Wex paid tribute to the proceedings and their connection to anarchist politics when he said, “It’s so cooperative and so communal, nobody knows what’s going on at any one time,” and this was a theme repeated often in tones of wonderment throughout the weekend. While the workshops and events came off relatively as planned and on time, they did so with no single authority in charge, but simply through the passionate efforts of “the faculty,” who were simply a loose gathering of most of the great Yiddish musicians, scholars, and artists of today.
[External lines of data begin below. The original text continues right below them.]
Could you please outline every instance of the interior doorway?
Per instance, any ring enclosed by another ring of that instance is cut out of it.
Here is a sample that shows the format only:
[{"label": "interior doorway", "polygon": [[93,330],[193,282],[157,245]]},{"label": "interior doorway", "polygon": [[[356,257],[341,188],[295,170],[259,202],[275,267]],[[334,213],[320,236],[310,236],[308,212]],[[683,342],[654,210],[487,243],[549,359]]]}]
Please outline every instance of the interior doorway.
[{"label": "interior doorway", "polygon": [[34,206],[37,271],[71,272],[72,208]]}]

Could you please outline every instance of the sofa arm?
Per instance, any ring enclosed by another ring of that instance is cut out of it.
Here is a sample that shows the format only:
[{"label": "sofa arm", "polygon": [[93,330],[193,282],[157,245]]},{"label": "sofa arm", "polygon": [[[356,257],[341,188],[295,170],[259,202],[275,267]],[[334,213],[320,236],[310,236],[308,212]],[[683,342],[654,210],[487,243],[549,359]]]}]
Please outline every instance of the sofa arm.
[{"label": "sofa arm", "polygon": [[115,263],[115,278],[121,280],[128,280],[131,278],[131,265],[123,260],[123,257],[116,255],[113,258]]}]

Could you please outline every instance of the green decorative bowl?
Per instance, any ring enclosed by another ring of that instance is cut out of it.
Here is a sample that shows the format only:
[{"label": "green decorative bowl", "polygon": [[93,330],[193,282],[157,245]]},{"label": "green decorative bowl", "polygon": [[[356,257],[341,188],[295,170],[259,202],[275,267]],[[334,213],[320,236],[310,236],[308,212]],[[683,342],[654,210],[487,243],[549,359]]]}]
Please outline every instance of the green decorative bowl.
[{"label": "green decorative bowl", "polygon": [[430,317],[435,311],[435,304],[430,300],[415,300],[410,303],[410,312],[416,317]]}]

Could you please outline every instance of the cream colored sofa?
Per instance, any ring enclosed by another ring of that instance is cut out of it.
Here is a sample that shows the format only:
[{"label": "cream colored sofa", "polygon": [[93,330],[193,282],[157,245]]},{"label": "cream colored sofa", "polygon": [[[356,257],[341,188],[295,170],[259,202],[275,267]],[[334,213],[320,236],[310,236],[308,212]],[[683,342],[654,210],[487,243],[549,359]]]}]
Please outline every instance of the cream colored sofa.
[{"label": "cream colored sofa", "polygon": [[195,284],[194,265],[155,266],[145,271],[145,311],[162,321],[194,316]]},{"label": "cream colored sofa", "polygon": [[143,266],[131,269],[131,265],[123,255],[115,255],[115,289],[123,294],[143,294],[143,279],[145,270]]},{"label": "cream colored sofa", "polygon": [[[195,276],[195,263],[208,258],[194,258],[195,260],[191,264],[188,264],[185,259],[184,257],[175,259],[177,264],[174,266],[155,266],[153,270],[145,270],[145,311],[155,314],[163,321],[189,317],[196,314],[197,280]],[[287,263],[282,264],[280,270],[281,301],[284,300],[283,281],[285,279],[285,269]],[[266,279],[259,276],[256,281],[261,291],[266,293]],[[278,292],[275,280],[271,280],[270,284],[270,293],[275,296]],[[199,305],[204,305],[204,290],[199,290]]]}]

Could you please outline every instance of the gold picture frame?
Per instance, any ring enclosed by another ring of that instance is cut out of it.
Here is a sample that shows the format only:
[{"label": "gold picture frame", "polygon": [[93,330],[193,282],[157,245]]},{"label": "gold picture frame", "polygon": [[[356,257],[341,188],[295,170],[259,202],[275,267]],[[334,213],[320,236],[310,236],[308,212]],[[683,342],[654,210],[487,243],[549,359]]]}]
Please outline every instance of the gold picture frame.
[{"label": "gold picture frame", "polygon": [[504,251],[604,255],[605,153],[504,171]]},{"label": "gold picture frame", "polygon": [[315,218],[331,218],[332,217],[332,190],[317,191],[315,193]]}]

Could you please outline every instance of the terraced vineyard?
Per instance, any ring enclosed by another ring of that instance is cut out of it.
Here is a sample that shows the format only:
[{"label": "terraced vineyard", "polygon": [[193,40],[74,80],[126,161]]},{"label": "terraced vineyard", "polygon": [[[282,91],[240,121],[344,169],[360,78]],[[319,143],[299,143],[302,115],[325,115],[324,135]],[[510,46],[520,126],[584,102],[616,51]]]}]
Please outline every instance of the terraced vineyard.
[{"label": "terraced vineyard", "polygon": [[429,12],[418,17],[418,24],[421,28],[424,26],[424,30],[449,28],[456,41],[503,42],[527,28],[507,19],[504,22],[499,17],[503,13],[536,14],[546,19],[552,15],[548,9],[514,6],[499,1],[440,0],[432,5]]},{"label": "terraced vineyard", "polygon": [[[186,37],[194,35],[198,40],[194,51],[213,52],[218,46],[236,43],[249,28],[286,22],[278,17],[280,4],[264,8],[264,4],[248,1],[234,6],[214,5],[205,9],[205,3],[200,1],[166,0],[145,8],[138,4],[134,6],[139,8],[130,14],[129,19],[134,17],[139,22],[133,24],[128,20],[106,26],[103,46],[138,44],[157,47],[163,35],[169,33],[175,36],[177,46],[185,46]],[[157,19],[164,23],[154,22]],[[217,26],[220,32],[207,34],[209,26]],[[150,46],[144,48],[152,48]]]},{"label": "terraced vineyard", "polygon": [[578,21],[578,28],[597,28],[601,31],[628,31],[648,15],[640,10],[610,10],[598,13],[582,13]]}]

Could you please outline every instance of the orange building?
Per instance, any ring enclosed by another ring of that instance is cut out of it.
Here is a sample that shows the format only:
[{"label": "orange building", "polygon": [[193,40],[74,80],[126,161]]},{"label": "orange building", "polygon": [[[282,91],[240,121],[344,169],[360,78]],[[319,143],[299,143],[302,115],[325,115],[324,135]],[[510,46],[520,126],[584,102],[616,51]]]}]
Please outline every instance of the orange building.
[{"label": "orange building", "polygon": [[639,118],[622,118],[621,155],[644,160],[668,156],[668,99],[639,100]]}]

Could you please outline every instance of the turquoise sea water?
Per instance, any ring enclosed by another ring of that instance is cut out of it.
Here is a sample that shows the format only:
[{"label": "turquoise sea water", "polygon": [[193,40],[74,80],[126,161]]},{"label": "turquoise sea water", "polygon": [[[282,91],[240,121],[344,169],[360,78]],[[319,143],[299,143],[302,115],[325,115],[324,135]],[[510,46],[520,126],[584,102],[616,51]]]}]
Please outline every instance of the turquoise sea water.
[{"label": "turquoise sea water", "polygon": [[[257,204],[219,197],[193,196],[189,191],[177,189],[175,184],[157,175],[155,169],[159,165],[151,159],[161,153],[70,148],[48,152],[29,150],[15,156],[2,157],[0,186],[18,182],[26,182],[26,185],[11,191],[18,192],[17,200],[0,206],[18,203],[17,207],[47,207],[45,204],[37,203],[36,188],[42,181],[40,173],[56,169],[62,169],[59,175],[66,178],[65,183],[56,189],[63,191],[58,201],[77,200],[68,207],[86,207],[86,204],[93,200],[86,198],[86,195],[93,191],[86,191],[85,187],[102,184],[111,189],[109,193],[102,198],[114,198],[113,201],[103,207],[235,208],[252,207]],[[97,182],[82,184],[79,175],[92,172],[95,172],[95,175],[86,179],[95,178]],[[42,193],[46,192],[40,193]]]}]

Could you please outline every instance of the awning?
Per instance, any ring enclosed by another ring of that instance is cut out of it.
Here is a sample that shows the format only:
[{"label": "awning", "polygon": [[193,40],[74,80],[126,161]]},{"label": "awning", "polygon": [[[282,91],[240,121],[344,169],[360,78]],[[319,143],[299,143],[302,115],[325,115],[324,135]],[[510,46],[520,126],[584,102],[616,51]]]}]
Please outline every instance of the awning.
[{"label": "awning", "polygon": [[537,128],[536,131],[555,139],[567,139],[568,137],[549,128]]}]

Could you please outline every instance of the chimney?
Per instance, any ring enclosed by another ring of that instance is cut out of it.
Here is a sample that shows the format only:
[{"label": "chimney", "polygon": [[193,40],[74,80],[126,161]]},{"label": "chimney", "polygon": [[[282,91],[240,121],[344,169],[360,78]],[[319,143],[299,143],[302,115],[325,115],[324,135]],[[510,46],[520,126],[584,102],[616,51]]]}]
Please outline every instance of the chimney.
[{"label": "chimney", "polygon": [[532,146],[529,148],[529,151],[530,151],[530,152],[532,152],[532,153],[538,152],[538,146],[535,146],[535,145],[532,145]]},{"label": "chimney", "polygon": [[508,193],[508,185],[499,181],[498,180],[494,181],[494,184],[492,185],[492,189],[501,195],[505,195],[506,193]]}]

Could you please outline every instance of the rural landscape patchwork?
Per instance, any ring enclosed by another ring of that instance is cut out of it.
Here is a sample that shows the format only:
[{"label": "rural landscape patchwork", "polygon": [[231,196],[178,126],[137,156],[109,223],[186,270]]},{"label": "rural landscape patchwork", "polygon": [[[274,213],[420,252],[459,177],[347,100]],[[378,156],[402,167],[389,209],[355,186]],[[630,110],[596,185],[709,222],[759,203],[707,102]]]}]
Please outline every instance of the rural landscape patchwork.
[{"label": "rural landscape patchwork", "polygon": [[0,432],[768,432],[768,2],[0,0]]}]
An event the following evening spoke as strongly and as promisingly to the theme of “dreaming in Yiddish” as to the marquee benefit concert on Saturday night. Late Sunday night, there was an official but off-the-beaten path jam session at an Irish tavern on Avenue B called Mona’s. A little over a hundred people or so – seemingly half of whom were musicians – crowded into the pub on an otherwise shuttered block of the East Village to hear faculty members along with student musicians and some non-klezmer-playing ringers engage in the sort of impromptu blowfest one would expect to walk past on Beale Street in Memphis or down south in New Orleans. But here, just blocks from the Lower East Side, a hundred years ago home to millions of Yiddish-speaking immigrants, Frank London of the Klezmatics and Michael Winograd of the Yiddish Art Trio and the Tarras Band were leading the motley ensemble through the paces of classic freylekhs and bulgars that got stretched into fusion territory by at least one Indian drummer in the house, so that what came out was a kind of klezmer-bhangra-Brazilian-Creole mix, one that spoke eloquently to the crowd jammed into Mona’s that even included a few regulars who must have been wondering what the hell was going on at their quiet little neighborhood watering hole.

You had to pinch yourself to be sure you weren’t dreaming in Yiddish.

Seth Rogovoy writes frequently about Yiddish arts and culture for the Forward.